蔵田 五郎左衛門
くらた ごろうざえもん
戦国期、越後守護・上杉(長尾)氏の御用商人。元は伊勢神宮御師。越後青苧座を統轄し、また府内や春日山城の管理にもあたった。
受け継がれる名前
「蔵田」の名は『実隆公記』大永五年(1525)閏十一月廿七日の記事にみえるのが初見とされる。しかし天正十年(1582)、同名の人物に宛てた上杉景勝の青苧座安堵状には、「祖父五郎左衛門以来拘え来り候」とある。「五郎左衛門」が三代にわたり越後青苧座を統轄し、襲名された名であったことがうかがえる。
三条西実隆との交渉
三条西実隆は、天王寺芋座と結んでいた公家で、職掌として「芋公用」を徴収していた。大永五年、蔵田は実隆に芋公用の減額を求め、「一向不可叶事也」と厳しく拒否されている。その後、大永七年十二月、蔵田から実隆に「青苧御公用五〇貫文」が納められており、交渉は妥結したらしいことが分かる。
このように蔵田は越後で青苧座を統轄して税を徴収する一方で、消費地である京都に赴き、畿内の芋座や公家らとの折衝も行っていた。
府内の町と春日山城の管理
永禄三年(1560)五月、長尾景虎は府内を御料所に定め、町人に「御掟状」を発布するなど府内の直轄化を進めていた。
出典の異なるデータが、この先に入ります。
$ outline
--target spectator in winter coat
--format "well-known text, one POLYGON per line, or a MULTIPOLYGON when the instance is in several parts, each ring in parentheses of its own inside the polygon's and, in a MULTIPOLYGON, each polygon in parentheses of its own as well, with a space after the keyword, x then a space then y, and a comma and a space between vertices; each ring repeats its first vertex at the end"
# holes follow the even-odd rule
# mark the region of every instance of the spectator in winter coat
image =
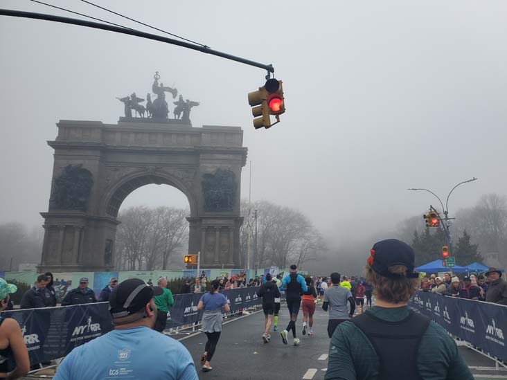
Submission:
POLYGON ((477 276, 477 286, 481 288, 479 300, 486 301, 486 296, 488 293, 488 282, 486 282, 486 278, 483 275, 477 276))
POLYGON ((49 293, 49 299, 46 300, 46 306, 56 306, 56 291, 53 287, 53 273, 46 272, 44 273, 47 278, 48 282, 46 284, 46 290, 49 293))
POLYGON ((102 291, 98 296, 98 300, 100 302, 109 301, 109 296, 111 296, 111 292, 113 291, 113 289, 116 287, 117 284, 118 278, 116 278, 116 277, 112 277, 111 278, 109 278, 109 284, 107 284, 107 286, 106 286, 106 287, 102 289, 102 291))
POLYGON ((451 280, 451 286, 443 294, 450 297, 459 297, 460 291, 461 291, 461 284, 459 282, 459 278, 453 277, 451 280))
POLYGON ((73 289, 65 295, 62 301, 62 306, 81 305, 84 303, 96 302, 95 292, 88 287, 88 278, 82 277, 79 280, 79 287, 73 289))
POLYGON ((432 293, 438 293, 442 294, 447 290, 447 287, 445 284, 442 281, 442 278, 440 277, 435 278, 435 287, 432 289, 432 293))
POLYGON ((47 283, 48 277, 46 275, 39 275, 37 278, 35 286, 27 290, 23 295, 21 308, 39 309, 46 307, 51 302, 49 291, 46 290, 47 283))
POLYGON ((501 272, 496 268, 490 268, 485 274, 490 282, 486 302, 507 305, 507 282, 501 278, 501 272))
POLYGON ((479 287, 472 285, 472 280, 468 276, 463 278, 463 280, 464 284, 459 292, 459 296, 468 300, 479 300, 481 293, 479 287))

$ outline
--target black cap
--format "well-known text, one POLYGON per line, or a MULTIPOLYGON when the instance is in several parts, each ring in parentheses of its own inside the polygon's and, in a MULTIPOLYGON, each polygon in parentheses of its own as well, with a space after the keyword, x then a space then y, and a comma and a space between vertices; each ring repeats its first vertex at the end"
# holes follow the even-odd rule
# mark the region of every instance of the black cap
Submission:
POLYGON ((397 239, 387 239, 377 242, 370 251, 368 264, 380 275, 397 278, 400 275, 391 273, 388 268, 393 265, 407 266, 405 277, 416 278, 419 273, 413 271, 415 253, 407 243, 397 239))
POLYGON ((142 310, 154 296, 163 293, 159 287, 150 287, 139 278, 118 284, 109 296, 109 313, 113 318, 130 316, 142 310))

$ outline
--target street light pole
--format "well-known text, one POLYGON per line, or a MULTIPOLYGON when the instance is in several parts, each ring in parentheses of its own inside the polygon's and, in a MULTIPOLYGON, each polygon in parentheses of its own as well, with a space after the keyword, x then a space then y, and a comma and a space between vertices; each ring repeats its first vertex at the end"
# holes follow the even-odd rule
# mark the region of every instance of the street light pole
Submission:
POLYGON ((447 208, 447 206, 449 204, 449 197, 451 196, 451 194, 452 193, 452 192, 454 191, 454 189, 456 189, 456 188, 457 188, 460 185, 463 185, 463 183, 468 183, 468 182, 472 182, 473 181, 476 181, 477 179, 477 178, 473 177, 470 179, 468 179, 467 181, 463 181, 462 182, 460 182, 459 183, 456 185, 454 188, 452 188, 452 189, 451 189, 451 191, 449 192, 447 199, 445 200, 445 207, 444 207, 443 203, 442 202, 442 200, 438 197, 438 196, 436 194, 435 194, 434 192, 433 192, 432 191, 429 190, 428 189, 423 189, 423 188, 407 189, 407 190, 411 190, 411 191, 417 191, 417 190, 426 191, 426 192, 428 192, 432 194, 433 195, 435 196, 435 197, 437 199, 438 199, 438 201, 440 202, 440 204, 442 206, 442 211, 444 214, 444 218, 442 219, 442 217, 440 215, 440 213, 436 210, 435 210, 435 208, 432 206, 430 206, 429 208, 432 209, 434 211, 436 211, 437 214, 438 214, 438 217, 440 219, 441 223, 442 223, 442 228, 443 228, 443 230, 445 233, 445 236, 446 236, 447 240, 447 245, 449 246, 449 249, 451 252, 452 252, 452 239, 451 237, 451 233, 449 230, 449 228, 451 226, 450 221, 452 219, 454 219, 456 218, 450 218, 449 217, 449 208, 447 208), (444 223, 444 221, 445 221, 445 223, 444 223))
POLYGON ((256 210, 254 212, 254 217, 256 220, 256 239, 255 239, 255 244, 256 248, 254 253, 254 269, 255 270, 255 273, 254 274, 254 277, 257 275, 257 269, 258 269, 258 263, 257 262, 258 259, 258 251, 257 251, 257 210, 256 210))

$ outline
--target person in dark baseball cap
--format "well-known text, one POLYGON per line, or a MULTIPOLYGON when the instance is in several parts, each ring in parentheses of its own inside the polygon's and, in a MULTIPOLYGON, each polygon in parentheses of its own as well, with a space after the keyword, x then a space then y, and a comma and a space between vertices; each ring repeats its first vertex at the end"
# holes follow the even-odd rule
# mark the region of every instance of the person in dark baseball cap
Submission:
POLYGON ((444 328, 408 308, 419 282, 414 261, 413 249, 396 239, 373 245, 366 279, 375 304, 336 327, 325 379, 473 380, 444 328))
MULTIPOLYGON (((111 292, 109 312, 114 329, 75 347, 58 366, 54 380, 184 379, 198 380, 194 361, 181 343, 153 329, 162 289, 138 278, 125 280, 111 292)), ((89 322, 90 332, 100 324, 89 322)))
POLYGON ((139 278, 125 280, 113 289, 109 296, 109 313, 113 323, 115 325, 130 323, 153 314, 154 323, 157 309, 152 305, 154 303, 152 300, 163 293, 162 288, 150 287, 139 278))

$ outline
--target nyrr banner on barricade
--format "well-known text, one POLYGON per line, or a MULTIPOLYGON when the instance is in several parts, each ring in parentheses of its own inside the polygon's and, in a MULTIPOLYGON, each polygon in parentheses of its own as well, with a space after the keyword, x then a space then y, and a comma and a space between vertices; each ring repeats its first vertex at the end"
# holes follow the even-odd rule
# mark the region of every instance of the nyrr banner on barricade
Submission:
MULTIPOLYGON (((239 311, 262 303, 257 297, 258 287, 237 288, 220 291, 229 302, 231 311, 239 311)), ((174 296, 175 305, 169 308, 167 327, 175 327, 195 323, 202 319, 202 310, 197 311, 197 304, 204 293, 190 293, 174 296)))
POLYGON ((113 329, 109 302, 5 311, 17 320, 30 364, 49 361, 113 329))
POLYGON ((409 305, 450 334, 507 361, 507 307, 418 291, 409 305))
MULTIPOLYGON (((261 303, 258 287, 222 291, 231 311, 238 311, 261 303)), ((202 311, 197 304, 204 293, 177 294, 170 308, 168 327, 189 325, 201 320, 202 311)), ((89 342, 113 329, 109 302, 75 306, 27 309, 4 311, 6 318, 18 321, 28 350, 30 364, 62 358, 78 345, 89 342)))

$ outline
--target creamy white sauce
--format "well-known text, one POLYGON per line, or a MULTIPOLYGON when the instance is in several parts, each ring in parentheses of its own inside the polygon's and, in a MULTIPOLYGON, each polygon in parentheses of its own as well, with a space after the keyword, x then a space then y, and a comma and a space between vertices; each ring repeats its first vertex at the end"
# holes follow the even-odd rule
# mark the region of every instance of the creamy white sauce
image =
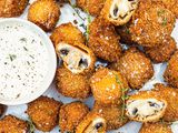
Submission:
POLYGON ((49 54, 39 35, 20 24, 0 25, 0 98, 24 98, 40 89, 49 54))

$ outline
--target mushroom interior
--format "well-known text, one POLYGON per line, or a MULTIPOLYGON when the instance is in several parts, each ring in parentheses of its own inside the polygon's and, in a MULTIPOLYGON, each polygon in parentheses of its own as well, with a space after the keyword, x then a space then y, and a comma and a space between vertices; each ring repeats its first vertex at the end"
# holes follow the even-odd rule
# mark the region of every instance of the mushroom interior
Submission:
POLYGON ((125 19, 137 9, 138 0, 113 0, 110 7, 110 17, 115 20, 125 19))
POLYGON ((106 129, 105 119, 96 117, 88 124, 83 133, 101 133, 105 132, 105 129, 106 129))
POLYGON ((85 49, 63 42, 60 43, 57 49, 63 63, 72 73, 80 73, 85 69, 89 68, 91 63, 91 57, 85 49))
POLYGON ((127 102, 127 111, 130 117, 148 117, 160 113, 166 108, 165 102, 156 99, 132 100, 127 102))

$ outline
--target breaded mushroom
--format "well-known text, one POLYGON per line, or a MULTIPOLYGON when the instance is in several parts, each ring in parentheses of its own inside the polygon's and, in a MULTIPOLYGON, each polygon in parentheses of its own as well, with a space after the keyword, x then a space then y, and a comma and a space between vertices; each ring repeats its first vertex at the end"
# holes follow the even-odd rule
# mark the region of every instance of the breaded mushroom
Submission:
POLYGON ((170 37, 165 40, 160 47, 145 48, 145 51, 155 63, 166 62, 176 51, 176 41, 170 37))
POLYGON ((73 74, 66 68, 57 70, 57 90, 65 96, 86 99, 90 95, 87 75, 73 74))
POLYGON ((128 117, 122 112, 121 105, 102 105, 96 101, 92 112, 106 120, 107 131, 117 130, 128 122, 128 117))
POLYGON ((155 0, 161 2, 168 10, 170 10, 176 18, 178 18, 178 1, 177 0, 155 0))
POLYGON ((81 102, 72 102, 62 105, 59 112, 59 126, 61 133, 76 133, 78 124, 83 120, 88 112, 88 106, 81 102))
POLYGON ((151 61, 136 48, 127 50, 110 68, 120 71, 131 89, 140 89, 154 75, 151 61))
POLYGON ((52 31, 50 39, 55 45, 58 45, 59 42, 85 43, 85 38, 83 38, 81 31, 77 27, 75 27, 71 22, 58 25, 52 31))
POLYGON ((13 115, 0 120, 0 133, 28 133, 28 123, 13 115))
POLYGON ((77 0, 77 7, 91 16, 99 16, 106 0, 77 0))
POLYGON ((107 0, 101 16, 115 25, 126 24, 135 13, 139 0, 107 0))
POLYGON ((178 88, 178 51, 168 61, 164 78, 169 85, 178 88))
POLYGON ((166 123, 145 123, 139 133, 172 133, 170 126, 166 123))
POLYGON ((28 20, 39 25, 44 31, 51 31, 60 16, 60 10, 55 0, 37 0, 29 9, 28 20))
POLYGON ((130 23, 121 28, 120 35, 125 39, 123 32, 127 31, 131 42, 149 48, 159 47, 170 37, 175 22, 175 14, 159 2, 140 0, 130 23))
POLYGON ((167 122, 178 121, 178 90, 175 88, 166 86, 164 84, 155 85, 156 93, 160 93, 160 96, 168 103, 164 120, 167 122))
POLYGON ((97 18, 90 23, 89 29, 88 45, 96 57, 109 62, 117 61, 121 55, 121 47, 115 27, 105 22, 102 18, 97 18))
POLYGON ((53 99, 40 96, 28 104, 27 113, 38 130, 50 132, 58 124, 61 105, 61 102, 53 99))
POLYGON ((51 40, 63 65, 72 73, 88 73, 95 69, 96 57, 85 45, 85 39, 71 23, 59 25, 52 33, 51 40))
POLYGON ((89 112, 77 126, 76 133, 106 133, 106 120, 97 113, 89 112))
POLYGON ((0 117, 4 114, 7 105, 0 104, 0 117))
POLYGON ((138 122, 158 122, 165 115, 168 104, 156 91, 140 91, 127 100, 126 115, 138 122))
POLYGON ((90 86, 95 100, 100 104, 119 104, 122 91, 128 90, 128 83, 120 72, 107 68, 99 69, 90 78, 90 86))
POLYGON ((0 0, 0 18, 18 17, 23 13, 29 0, 0 0))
この景虎のもとで府内の管理にあたったのが蔵田だった。同年八月、景虎は蔵田に従わない町人を咎め、必ず成敗するよう命じている。また永禄五年(1562)二月には、出陣先から蔵田に宛てて、伊勢神宮の御祓を謝すとともに、府内・春日の火の用心や春日山城の普請、倉の始末などを直江氏らと協力して行うよう指示している。